Flamingos and some penguins produce a similar secretion, while passerines and raptors do not.
Flamingos and penguins secrete nutritive substances from different digestive regions, and their composition is distinct from pigeon crop milk.
Flamingos and penguins provide examples of convergent evolution, where unrelated species evolve similar traits.

Conclusion

Columbiformes stand out in the avian world for their unique use of crop milk, a nutritive secretion that ensures their altricial young receive optimal care and nourishment from both parents. This adaptation not only underscores the deep evolutionary link between nutrition and parental care but also highlights a remarkable strategy for chick survival that has few parallels in birds.

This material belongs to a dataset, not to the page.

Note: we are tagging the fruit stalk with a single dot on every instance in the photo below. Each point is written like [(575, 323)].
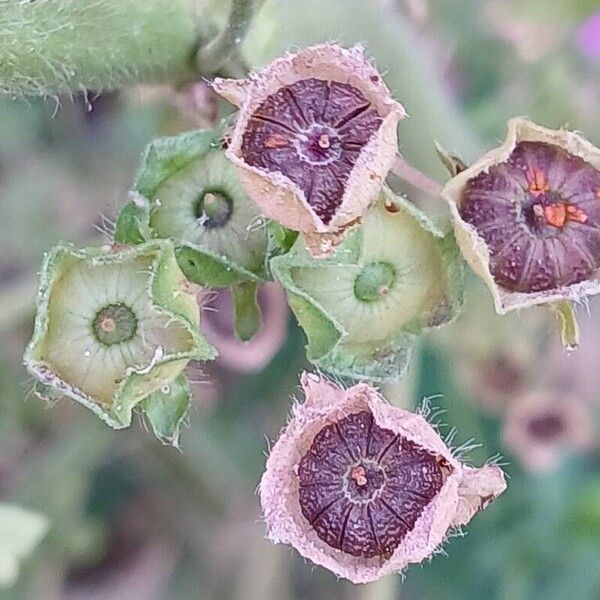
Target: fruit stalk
[(52, 47)]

  • Crop milk is a highly nutritious secretion used by pigeons and doves to feed their helpless young.
  • Both parents produce and deliver crop milk, demonstrating strong bi-parental care.
  • Similar but distinct secretions are found in flamingos and penguins, illustrating convergent evolution.
Crop milk nourishes altricial chicks with essential nutrients not provided by solid food.
Crop milk is rich in proteins, fats, and immune factors, but low in carbohydrates.
Both parents producing and feeding crop milk shows high parental investment.
Crop milk offers essential nutrition and immune support to helpless young, boosting survival.